Ask PYS: Power

Solar FAQ, Monocrystalline vs. Polycrystalline – Tom, on Sep 01, 2015 asked:

I have enjoyed your Pacific Yachting Tech Talk articles as they are not condescending or preachy. I have also been reading about the Gioco panels you distribute. My interest is twofold. I would like the benefit of solar charging while cruising and secondly, I would like to be more independent of shore power in our Marina where I have recently experienced "issues" from being connected to its AC shore power. We have owned our current boat for a year and replaced our zincs this April when they were 8 months old and half gone. I recently dove under the boat while out at anchor and was shocked to find the prop and shaft zincs were 95% gone after 90 days!
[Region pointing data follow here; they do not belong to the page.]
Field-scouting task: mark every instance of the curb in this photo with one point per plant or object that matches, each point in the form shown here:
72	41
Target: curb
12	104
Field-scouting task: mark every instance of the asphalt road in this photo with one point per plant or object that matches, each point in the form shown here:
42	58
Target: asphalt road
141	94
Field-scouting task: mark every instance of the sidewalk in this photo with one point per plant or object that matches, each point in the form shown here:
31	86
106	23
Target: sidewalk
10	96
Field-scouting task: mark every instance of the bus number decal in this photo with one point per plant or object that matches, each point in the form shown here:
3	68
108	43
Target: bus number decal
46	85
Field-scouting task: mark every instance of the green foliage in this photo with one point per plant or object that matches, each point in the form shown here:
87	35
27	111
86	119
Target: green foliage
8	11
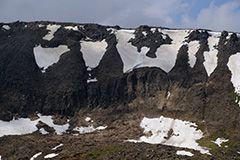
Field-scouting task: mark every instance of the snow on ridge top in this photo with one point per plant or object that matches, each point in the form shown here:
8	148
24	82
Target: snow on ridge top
210	56
234	65
93	52
45	57
184	153
6	27
53	29
34	156
72	28
51	155
219	141
172	132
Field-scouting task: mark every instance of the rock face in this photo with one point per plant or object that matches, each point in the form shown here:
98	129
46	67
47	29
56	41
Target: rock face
185	69
65	68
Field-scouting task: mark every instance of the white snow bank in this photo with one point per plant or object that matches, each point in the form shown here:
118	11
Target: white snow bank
72	28
184	153
166	54
93	52
52	29
45	57
88	119
35	156
219	141
60	145
193	47
25	126
210	56
88	129
92	80
51	155
41	25
234	67
6	27
172	132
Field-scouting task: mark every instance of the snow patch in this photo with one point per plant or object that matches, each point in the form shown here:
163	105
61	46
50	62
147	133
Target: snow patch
52	29
88	119
51	155
46	57
41	25
210	56
60	145
72	28
184	153
92	80
34	156
88	129
172	132
23	126
193	47
166	54
93	52
6	27
234	65
219	141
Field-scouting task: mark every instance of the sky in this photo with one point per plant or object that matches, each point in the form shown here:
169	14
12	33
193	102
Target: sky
205	14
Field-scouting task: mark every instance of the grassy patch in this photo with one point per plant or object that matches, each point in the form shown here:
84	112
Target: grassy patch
102	152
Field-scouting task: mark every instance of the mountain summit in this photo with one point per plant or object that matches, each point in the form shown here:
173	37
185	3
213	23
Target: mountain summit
108	92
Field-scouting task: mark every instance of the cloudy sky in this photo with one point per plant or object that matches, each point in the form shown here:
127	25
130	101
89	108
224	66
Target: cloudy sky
208	14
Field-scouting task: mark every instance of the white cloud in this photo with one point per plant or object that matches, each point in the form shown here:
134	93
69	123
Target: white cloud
222	17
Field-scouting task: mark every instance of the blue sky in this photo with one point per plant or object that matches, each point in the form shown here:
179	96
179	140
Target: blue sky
208	14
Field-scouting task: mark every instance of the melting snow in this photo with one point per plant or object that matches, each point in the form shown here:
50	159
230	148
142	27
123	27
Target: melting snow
6	27
72	28
166	54
234	65
219	141
93	52
88	129
26	126
40	25
45	57
193	47
172	132
92	80
184	153
210	56
60	145
53	29
51	155
87	119
35	156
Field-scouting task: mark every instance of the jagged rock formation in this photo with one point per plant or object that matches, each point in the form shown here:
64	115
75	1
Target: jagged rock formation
180	73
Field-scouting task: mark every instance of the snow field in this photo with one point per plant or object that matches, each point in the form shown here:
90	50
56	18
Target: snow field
51	155
46	57
6	27
52	29
72	28
172	132
234	65
35	155
184	153
219	141
166	54
210	56
93	52
23	126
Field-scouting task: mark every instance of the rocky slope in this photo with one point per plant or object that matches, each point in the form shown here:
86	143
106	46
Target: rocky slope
118	76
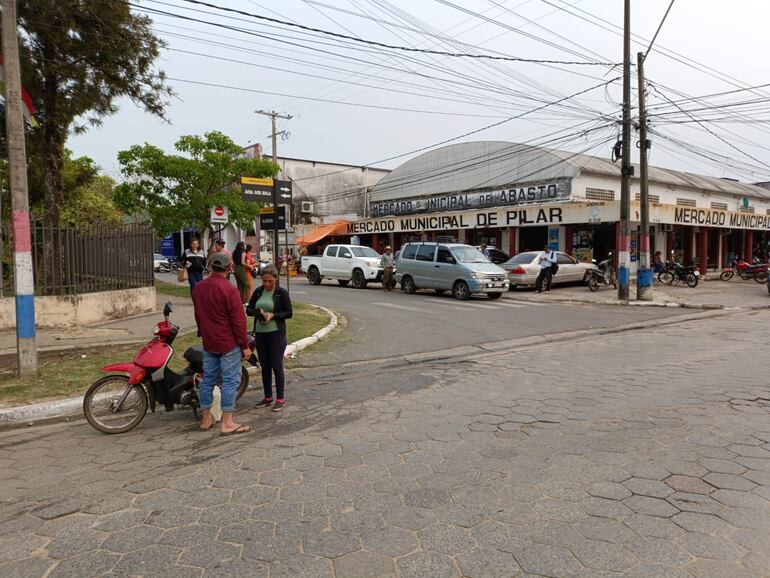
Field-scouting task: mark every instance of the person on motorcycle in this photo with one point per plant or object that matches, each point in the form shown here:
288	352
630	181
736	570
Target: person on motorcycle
222	328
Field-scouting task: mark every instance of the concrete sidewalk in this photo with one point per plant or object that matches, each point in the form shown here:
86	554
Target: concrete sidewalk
710	294
128	330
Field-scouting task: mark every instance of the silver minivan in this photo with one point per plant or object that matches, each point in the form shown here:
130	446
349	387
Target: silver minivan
454	267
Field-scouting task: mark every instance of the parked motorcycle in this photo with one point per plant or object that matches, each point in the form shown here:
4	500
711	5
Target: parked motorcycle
602	276
746	271
674	273
117	402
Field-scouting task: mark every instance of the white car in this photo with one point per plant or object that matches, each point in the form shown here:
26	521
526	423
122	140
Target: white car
345	263
524	268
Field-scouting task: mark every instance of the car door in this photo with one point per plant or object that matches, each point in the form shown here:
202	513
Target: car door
424	277
445	269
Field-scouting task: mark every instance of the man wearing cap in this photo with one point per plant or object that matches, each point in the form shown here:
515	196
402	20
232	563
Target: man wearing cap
222	328
386	262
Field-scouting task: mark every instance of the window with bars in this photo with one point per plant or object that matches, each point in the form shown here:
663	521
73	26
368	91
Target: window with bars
599	194
653	198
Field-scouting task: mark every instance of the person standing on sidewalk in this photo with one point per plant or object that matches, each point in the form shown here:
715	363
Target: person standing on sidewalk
546	259
270	305
386	262
222	327
194	259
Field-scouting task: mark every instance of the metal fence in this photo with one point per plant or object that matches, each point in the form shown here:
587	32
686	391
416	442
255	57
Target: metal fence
84	259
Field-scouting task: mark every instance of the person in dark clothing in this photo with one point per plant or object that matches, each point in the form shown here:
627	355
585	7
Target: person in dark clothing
270	305
222	328
194	259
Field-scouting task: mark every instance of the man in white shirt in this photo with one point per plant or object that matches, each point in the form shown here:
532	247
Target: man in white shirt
546	260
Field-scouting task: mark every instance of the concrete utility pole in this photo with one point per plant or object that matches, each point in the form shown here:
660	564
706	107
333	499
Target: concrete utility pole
24	285
643	272
274	136
624	257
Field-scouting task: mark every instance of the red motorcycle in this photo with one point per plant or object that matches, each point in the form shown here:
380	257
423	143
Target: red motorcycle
117	403
746	271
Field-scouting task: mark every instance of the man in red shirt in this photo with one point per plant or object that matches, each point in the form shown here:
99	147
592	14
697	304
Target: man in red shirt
222	327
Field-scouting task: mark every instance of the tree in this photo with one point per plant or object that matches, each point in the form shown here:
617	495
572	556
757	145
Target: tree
78	57
178	190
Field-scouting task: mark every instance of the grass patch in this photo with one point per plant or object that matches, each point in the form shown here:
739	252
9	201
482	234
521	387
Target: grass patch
70	373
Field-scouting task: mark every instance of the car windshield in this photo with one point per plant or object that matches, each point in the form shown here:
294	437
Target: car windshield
468	255
523	258
364	252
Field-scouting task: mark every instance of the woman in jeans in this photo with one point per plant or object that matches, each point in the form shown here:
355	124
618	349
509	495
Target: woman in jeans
270	305
194	259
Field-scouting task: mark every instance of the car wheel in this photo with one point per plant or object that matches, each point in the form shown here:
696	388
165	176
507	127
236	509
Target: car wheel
313	276
359	281
461	291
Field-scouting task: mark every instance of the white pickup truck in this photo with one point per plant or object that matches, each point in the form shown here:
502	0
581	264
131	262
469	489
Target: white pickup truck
345	263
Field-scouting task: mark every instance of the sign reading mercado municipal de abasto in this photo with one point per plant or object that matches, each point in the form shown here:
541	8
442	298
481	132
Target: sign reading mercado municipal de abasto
508	196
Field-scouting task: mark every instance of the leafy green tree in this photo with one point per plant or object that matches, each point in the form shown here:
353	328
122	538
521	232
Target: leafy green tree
178	190
78	57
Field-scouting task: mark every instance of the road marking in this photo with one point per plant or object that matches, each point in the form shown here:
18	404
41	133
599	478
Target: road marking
394	306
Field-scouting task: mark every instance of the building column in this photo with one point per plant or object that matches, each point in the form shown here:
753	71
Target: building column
703	248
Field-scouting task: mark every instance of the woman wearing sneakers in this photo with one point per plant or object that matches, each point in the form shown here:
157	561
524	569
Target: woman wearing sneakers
270	305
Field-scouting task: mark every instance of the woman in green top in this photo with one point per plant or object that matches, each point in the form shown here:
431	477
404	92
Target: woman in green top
270	305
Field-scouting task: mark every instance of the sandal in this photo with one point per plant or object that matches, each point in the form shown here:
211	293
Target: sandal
240	429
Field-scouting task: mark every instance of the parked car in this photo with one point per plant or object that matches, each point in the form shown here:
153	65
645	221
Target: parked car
524	268
454	267
345	263
160	263
495	254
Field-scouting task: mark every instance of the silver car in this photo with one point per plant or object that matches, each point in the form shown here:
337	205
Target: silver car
524	268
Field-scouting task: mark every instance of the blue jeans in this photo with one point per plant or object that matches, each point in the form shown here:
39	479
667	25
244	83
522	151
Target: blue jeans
193	279
228	365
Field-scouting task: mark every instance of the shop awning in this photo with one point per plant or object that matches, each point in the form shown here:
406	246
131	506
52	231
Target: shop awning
323	231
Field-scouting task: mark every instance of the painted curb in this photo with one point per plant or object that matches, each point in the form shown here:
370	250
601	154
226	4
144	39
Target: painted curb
14	416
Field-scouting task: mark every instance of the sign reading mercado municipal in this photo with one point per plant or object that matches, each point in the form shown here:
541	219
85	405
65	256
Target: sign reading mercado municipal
513	195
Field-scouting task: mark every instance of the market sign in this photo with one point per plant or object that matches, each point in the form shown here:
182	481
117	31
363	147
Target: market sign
509	196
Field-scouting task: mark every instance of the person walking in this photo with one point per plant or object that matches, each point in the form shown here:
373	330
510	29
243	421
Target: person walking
547	260
386	262
194	260
222	328
241	271
270	305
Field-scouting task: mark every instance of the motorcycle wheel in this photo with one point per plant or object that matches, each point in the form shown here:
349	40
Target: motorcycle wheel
101	398
666	277
726	275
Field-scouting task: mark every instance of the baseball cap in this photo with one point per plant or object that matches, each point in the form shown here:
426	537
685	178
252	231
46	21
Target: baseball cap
220	261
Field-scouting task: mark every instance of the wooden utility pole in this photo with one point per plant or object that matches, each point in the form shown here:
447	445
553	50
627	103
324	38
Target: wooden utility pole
24	285
643	273
274	135
624	257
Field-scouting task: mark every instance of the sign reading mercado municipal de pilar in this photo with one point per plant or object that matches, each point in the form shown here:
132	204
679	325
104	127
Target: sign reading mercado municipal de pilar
509	196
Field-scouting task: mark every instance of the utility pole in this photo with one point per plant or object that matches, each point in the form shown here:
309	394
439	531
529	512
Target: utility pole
274	136
26	348
643	273
624	257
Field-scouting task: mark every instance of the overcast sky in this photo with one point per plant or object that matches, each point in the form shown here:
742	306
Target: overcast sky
704	47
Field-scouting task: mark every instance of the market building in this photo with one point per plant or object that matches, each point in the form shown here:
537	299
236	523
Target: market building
517	197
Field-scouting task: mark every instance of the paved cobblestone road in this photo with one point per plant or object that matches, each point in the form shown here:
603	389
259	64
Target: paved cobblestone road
638	454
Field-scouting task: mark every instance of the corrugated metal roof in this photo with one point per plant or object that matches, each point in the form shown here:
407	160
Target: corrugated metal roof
494	164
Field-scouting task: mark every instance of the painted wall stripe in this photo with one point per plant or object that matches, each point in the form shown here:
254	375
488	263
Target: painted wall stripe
25	316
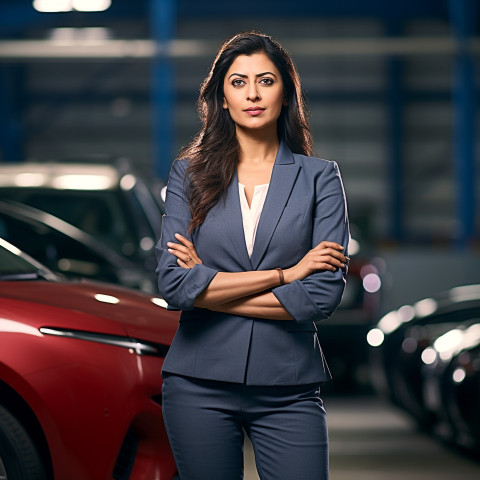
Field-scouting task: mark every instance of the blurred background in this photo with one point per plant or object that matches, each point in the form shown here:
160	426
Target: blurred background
393	91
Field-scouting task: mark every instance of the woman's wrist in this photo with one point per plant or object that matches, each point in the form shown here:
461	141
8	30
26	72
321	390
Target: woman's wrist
281	278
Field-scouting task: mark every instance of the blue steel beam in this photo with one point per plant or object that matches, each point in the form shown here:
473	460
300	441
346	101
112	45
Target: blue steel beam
18	15
162	24
395	135
11	127
463	19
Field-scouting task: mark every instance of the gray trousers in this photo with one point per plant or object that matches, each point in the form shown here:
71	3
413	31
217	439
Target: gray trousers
205	421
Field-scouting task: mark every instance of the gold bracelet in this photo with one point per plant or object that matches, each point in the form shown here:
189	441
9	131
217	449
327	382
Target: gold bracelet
280	276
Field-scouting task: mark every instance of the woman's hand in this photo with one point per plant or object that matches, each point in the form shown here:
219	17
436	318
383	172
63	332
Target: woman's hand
184	251
325	256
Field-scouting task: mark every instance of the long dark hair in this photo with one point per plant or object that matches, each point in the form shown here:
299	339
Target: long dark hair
213	153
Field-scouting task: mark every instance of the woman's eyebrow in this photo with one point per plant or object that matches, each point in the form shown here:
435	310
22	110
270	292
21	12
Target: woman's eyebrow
258	74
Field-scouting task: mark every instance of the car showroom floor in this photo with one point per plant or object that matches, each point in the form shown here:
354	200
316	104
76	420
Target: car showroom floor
370	440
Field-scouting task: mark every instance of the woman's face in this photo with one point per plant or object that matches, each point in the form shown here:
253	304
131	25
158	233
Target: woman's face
253	92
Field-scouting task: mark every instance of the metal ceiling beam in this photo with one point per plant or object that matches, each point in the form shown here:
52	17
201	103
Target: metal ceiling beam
142	49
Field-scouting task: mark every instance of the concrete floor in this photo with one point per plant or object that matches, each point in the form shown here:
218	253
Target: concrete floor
370	440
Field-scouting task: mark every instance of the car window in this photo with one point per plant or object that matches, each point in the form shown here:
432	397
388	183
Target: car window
10	263
102	214
54	249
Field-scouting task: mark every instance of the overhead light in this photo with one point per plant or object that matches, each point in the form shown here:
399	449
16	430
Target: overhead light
91	5
52	6
56	6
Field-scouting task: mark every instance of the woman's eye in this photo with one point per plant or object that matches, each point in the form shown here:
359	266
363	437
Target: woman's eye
267	81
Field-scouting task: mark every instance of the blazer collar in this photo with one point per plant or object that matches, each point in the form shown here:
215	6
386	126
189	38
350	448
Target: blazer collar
284	174
283	178
234	222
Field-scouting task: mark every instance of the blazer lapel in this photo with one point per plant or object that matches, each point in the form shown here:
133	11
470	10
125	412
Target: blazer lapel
283	178
234	222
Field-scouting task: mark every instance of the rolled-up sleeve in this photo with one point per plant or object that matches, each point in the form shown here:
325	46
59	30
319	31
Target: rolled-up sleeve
178	286
317	296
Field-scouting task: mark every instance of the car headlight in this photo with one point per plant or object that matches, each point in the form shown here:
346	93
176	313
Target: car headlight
140	347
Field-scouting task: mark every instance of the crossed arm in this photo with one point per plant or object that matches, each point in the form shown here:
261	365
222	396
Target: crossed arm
248	293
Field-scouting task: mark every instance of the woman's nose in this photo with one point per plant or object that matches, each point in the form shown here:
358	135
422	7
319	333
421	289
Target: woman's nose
253	93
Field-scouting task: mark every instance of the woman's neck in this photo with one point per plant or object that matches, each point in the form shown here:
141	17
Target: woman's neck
258	147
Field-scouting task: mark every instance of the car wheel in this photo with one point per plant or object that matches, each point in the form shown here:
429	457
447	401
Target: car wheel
19	459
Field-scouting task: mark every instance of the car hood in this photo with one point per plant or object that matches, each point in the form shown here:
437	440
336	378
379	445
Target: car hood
90	306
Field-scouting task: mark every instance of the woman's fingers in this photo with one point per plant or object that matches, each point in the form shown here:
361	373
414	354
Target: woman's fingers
326	244
183	240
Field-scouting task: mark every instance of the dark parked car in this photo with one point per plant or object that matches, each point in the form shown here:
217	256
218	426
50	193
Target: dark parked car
66	249
109	202
80	384
424	359
343	334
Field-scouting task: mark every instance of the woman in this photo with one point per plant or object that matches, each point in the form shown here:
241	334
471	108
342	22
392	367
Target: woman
252	251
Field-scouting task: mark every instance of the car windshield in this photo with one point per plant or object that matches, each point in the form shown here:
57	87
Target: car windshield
15	266
103	214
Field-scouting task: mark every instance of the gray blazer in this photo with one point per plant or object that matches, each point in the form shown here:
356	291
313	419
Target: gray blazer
305	204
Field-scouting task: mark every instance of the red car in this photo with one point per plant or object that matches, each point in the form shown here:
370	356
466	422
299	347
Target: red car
80	384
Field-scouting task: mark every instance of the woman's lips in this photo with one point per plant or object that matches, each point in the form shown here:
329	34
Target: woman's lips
254	111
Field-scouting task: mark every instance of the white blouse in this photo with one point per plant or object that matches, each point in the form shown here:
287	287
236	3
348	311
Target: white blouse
251	214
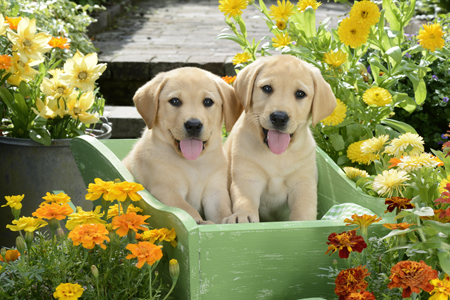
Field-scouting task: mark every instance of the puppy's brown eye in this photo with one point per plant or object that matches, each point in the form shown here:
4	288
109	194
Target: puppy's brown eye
300	94
208	102
175	102
267	89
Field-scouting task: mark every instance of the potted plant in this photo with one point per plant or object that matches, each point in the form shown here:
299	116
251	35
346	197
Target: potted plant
47	97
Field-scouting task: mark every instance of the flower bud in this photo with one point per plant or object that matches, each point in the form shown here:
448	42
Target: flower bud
20	244
94	271
60	233
29	237
16	213
174	269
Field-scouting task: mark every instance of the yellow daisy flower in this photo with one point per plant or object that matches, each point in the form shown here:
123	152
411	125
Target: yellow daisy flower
337	116
241	58
21	71
77	108
377	96
416	162
29	45
443	184
352	34
335	58
54	87
355	155
281	40
353	173
365	13
3	25
14	201
283	11
85	217
431	37
303	4
82	71
50	108
374	145
28	224
281	24
390	182
232	8
406	144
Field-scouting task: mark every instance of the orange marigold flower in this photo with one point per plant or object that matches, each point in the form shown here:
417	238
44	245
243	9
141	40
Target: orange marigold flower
5	62
53	211
162	234
100	188
439	216
125	189
399	203
441	288
129	221
89	235
13	22
411	276
394	162
400	226
362	221
229	79
59	42
145	252
351	281
11	255
365	295
345	243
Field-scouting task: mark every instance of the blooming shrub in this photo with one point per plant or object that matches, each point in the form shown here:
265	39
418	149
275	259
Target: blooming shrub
99	258
34	105
361	59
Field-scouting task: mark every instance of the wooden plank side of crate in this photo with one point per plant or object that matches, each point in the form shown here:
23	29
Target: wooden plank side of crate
336	188
278	260
95	160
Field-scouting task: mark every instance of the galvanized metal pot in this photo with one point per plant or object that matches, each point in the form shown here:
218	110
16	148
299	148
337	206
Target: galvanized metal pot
31	169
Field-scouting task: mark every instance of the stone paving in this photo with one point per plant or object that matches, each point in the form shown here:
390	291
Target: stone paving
165	34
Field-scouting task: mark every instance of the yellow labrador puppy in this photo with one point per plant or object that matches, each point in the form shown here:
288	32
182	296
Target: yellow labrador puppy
271	151
180	159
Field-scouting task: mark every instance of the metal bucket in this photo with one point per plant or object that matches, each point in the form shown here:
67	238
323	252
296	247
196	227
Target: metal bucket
31	169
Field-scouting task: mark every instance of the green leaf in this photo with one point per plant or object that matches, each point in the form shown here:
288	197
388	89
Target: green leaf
310	22
399	126
395	53
41	135
444	260
420	91
391	13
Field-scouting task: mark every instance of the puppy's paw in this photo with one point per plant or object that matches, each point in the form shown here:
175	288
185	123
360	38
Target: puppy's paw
241	217
203	222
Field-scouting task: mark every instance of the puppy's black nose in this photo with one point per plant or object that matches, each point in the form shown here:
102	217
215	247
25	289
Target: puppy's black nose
193	126
279	119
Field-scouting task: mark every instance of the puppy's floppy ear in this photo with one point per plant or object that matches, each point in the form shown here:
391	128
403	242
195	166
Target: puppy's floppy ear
232	108
245	81
324	100
146	99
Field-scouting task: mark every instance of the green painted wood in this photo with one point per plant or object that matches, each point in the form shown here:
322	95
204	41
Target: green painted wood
242	261
95	160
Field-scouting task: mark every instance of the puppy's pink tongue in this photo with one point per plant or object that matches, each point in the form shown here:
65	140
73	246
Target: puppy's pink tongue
191	148
278	141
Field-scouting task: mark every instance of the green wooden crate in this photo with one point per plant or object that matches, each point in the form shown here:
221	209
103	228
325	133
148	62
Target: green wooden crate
277	260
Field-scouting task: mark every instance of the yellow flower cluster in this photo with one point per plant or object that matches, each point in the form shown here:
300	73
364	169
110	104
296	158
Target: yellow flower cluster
354	30
69	91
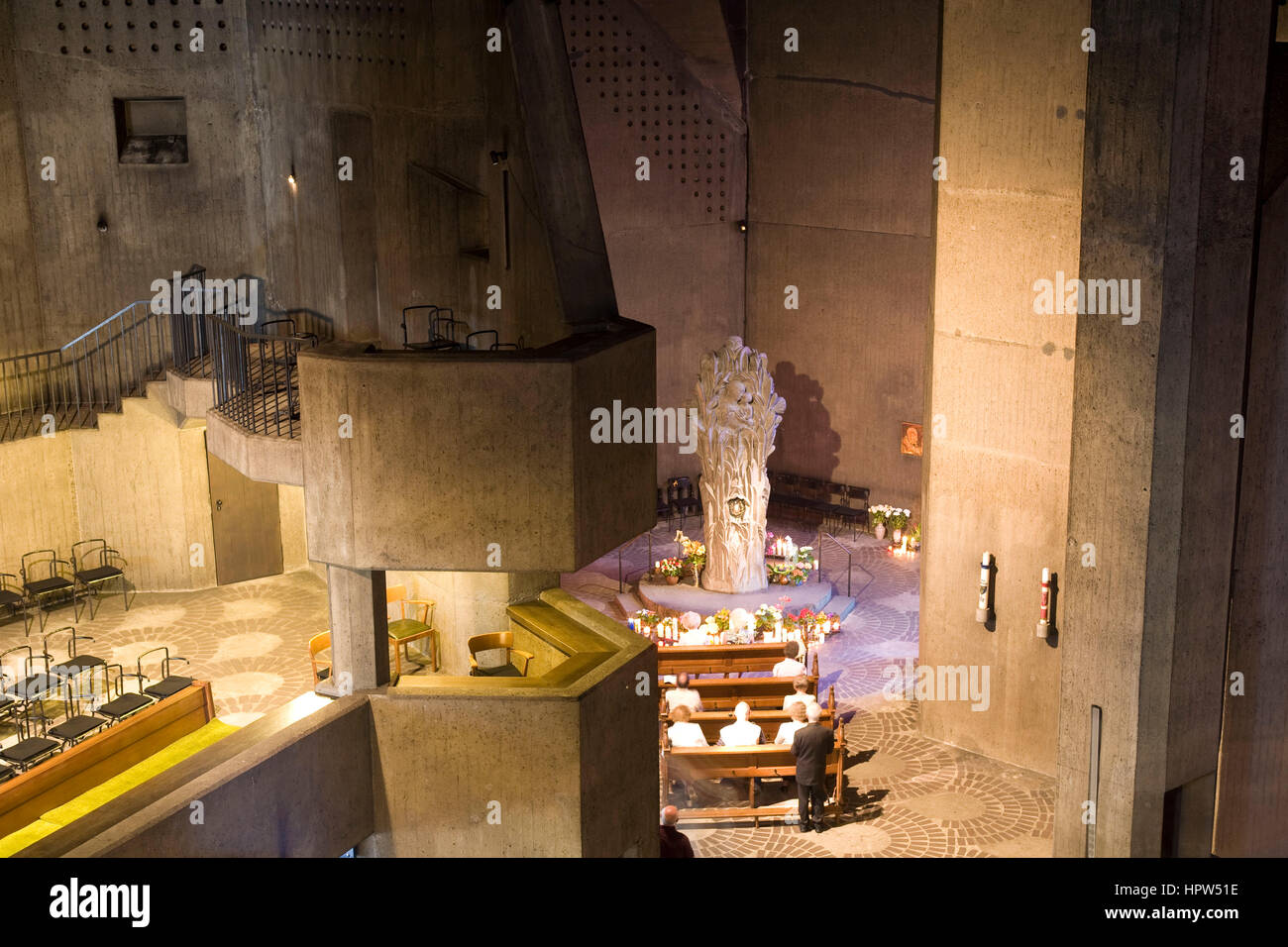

We have a Beneteau 36 center cockpit with a full bimini that I think would make a great location for one or two of the flexible monocrystalline or polycrystalline panels and an MPPT regulator. I do not quite understand the distinction between the two types. If one panel was used now, can a similar sized second panel be added in parallel at a later date? If so, is an MPPT regulator available for the demands of two such panels? The distance from Bimini to batteries is about 10 feet; what gauge wire would be required?

Solar power is a great addition to many cruising sailboats. As you mentioned, it is really handy to deal with troublesome AC at marinas as well. In our case, we do not actually need to plug in at the dock in the summer, even with the fridge running.

The Gioco GSC (monocrystalline) line provides more power for the same surface area as the GSP (polycrystalline) line.  Mono panels are designed for boaters with limited space that require the maximum output per panel and, as a result, mono are more expensive than poly.

To your question, you can install one panel today and then install another later. In similar situations, I would recommend leaving space to accommodate more panels in the future. For efficiency, we have always recommended installing a dedicated panel per controller; this guarantees that each panel is producing the maximum output.

In terms of wire, a gauge 10/2 wire would be sufficient.